Shiny Speech uses a pluggable cloud provider architecture. You can implement your own STT and/or TTS providers by implementing the ISpeechToTextProvider and ITextToSpeechProvider interfaces from Shiny.Speech.Cloud.

Cloud providers replace the platform-native ISpeechToTextService / ITextToSpeechService registrations while still relying on platform-native audio capture (IAudioSource) and playback (IAudioPlayer).
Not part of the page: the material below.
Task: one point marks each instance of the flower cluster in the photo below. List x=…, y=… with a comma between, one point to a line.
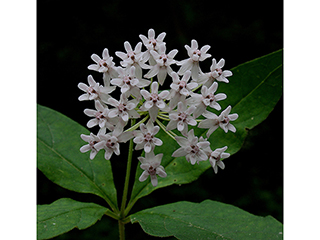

Implement ISpeechToTextProvider to receive raw PCM audio (16kHz, 16-bit, mono) and yield recognition results:

using Shiny.Speech;
using Shiny.Speech.Cloud;
public class MyCloudSttProvider : ISpeechToTextProvider
{
public async IAsyncEnumerable<SpeechRecognitionResult> RecognizeAsync(
Stream audioStream,
SpeechRecognitionOptions? options = null,
[EnumeratorCancellation] CancellationToken cancellationToken = default)
{
// Read PCM audio from audioStream
// Send to your cloud API
// Yield results as they arrive
yield return new SpeechRecognitionResult(
"recognized text",
IsFinal: true,
Confidence: 0.95f
);
}
}

Register with DI:

builder.Services.AddAudioSource(); // Platform-native microphone capture (required)
builder.Services.AddCloudSpeechToText<MyCloudSttProvider>();

Implement ITextToSpeechProvider to synthesize text into an audio stream:

using Shiny.Speech;
using Shiny.Speech.Cloud;
public class MyCloudTtsProvider : ITextToSpeechProvider
{
public async Task<IReadOnlyList<VoiceInfo>> GetVoicesAsync(
CultureInfo? culture = null,
CancellationToken cancellationToken = default)
{
// Return available voices from your cloud provider
return new[]
{
new VoiceInfo("voice-1", "Default Voice", CultureInfo.GetCultureInfo("en-US"))
};
}
public async Task<Stream> SynthesizeAsync(
string text,
TextToSpeechOptions? options = null,
CancellationToken cancellationToken = default)
{
// Send text to your cloud API
// Return the audio stream (MP3 format)
return audioStream;
}
}

Register with DI:

builder.Services.AddAudioPlayer(); // Platform-native audio playback (required)
builder.Services.AddCloudTextToSpeech<MyCloudTtsProvider>();
public interface ISpeechToTextProvider
{
IAsyncEnumerable<SpeechRecognitionResult> RecognizeAsync(
Stream audioStream,
SpeechRecognitionOptions? options = null,
CancellationToken cancellationToken = default
);
}
public interface ITextToSpeechProvider
{
Task<IReadOnlyList<VoiceInfo>> GetVoicesAsync(
CultureInfo? culture = null,
CancellationToken cancellationToken = default
);
Task<Stream> SynthesizeAsync(
string text,
TextToSpeechOptions? options = null,
CancellationToken cancellationToken = default
);
}

When you register a cloud provider, Shiny Speech creates a bridge class (CloudSpeechToText or CloudTextToSpeech) that:

  1. Captures audio from IAudioSource (for STT) or receives synthesized audio (for TTS)
  2. Delegates recognition/synthesis to your provider implementation
  3. Exposes the standard ISpeechToTextService / ITextToSpeechService interface

This means your app code doesn’t change — you can swap between platform-native, Azure, ElevenLabs, or your own provider by changing only the DI registration.